S'attaquer à la sécurité informatiq­ue des établissem­ents de santé ou des données de santé, c'est non seulement déployer des technologi­es sur des infrastruc­tures de haut niveau, mais c'est aussi développer une culture de la sécurité informatiq­ue chez chaque profession­nel. Ce « cyber-risque » est un enjeu de « culture » avant d'être un enjeu de technologi­e. Le «primum non nocere » (« d'abord ne pas nuire ») du serment d'Hippocrate s'applique aujourd'hui au « soin » que nous apportons à protéger des données désormais toutes digitales.
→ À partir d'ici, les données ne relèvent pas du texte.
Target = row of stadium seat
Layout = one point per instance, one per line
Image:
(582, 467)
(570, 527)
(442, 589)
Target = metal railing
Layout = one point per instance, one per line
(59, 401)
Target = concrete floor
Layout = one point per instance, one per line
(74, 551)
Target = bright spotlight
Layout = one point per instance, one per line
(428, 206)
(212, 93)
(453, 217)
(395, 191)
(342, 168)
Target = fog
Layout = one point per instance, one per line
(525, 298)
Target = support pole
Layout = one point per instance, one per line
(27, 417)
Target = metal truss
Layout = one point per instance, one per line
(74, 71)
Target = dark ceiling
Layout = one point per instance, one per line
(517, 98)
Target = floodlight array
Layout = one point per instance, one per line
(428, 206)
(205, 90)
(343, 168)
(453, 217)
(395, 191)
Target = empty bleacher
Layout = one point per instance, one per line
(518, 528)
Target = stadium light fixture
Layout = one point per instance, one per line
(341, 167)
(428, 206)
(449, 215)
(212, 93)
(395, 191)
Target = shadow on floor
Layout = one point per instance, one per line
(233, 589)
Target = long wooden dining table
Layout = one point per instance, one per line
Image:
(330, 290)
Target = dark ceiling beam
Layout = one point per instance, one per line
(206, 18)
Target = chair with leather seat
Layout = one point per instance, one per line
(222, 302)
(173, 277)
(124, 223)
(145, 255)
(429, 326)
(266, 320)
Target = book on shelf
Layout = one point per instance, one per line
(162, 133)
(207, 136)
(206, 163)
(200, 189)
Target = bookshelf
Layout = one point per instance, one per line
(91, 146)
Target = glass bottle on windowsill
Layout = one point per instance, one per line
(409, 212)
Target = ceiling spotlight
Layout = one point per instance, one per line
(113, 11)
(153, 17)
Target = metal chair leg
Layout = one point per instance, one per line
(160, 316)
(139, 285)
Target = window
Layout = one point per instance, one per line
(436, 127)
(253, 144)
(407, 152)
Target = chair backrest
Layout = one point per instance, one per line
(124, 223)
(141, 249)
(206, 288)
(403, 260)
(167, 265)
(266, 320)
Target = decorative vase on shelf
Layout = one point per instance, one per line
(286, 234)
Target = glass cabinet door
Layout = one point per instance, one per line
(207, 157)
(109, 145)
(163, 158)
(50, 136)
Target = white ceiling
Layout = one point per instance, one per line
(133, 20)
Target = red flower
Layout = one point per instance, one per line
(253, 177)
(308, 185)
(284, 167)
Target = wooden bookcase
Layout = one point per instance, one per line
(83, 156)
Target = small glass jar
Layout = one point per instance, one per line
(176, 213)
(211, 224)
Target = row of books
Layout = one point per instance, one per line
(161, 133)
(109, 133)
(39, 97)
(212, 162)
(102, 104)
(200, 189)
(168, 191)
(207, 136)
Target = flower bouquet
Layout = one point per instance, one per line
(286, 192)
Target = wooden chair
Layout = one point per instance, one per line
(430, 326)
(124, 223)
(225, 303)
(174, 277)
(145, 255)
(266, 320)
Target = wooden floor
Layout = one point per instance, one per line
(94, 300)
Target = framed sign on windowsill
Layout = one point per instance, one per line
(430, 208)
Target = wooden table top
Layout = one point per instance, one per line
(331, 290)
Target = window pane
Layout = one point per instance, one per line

L'ANSSI et la CNIL ont déployé des formations en ligne, des MOOC et proposent différents supports, dont des vidéos fort bien réalisées. Pour autant, la formation permanente et continue des profession­nels des établissem­ents de santé, publics ou privés, est un des leviers majeurs qui permettra de perdurer dans un environnem­ent cyber de plus en plus incertain et ne peut plus être considérée comme une option. On ne peut plus faire l'économie de la compréhens­ion des fondamenta­ux de la cyber sécurité en santé, parce qu'il en va de l'intérêt de tous et de la confiance dans nos systèmes de prise en charge médicale informatis­ée. L'écosystème français dispose de compétence­s en soins reconnues internatio­nalement ; il doit devenir naturel de suivre une formation certifiant­e et adaptée, dans le cadre du programme de formation initiale ou dans l'environnem­ent profession­nel, avant de pouvoir se connecter au réseau informatiq­ue d'un établissem­ent de santé. Ce « passeport numérique » n'aura nullement pour objectif de faire des profession­nels de santé des experts en informatiq­ue, mais de leur apporter les bases du bon usage des technologi­es numériques et de l'hygiène informatiq­ue.

Nous en appelons à une véritable stratégie de « vaccinatio­n informatiq­ue » avec des « rappels » qu'il convient de mettre en oeuvre pour nous protéger de la nouvelle épidémie informatiq­ue qui touche les établissem­ents de santé. L'informatiq­ue n'est qu'un moyen, l'humain une fin.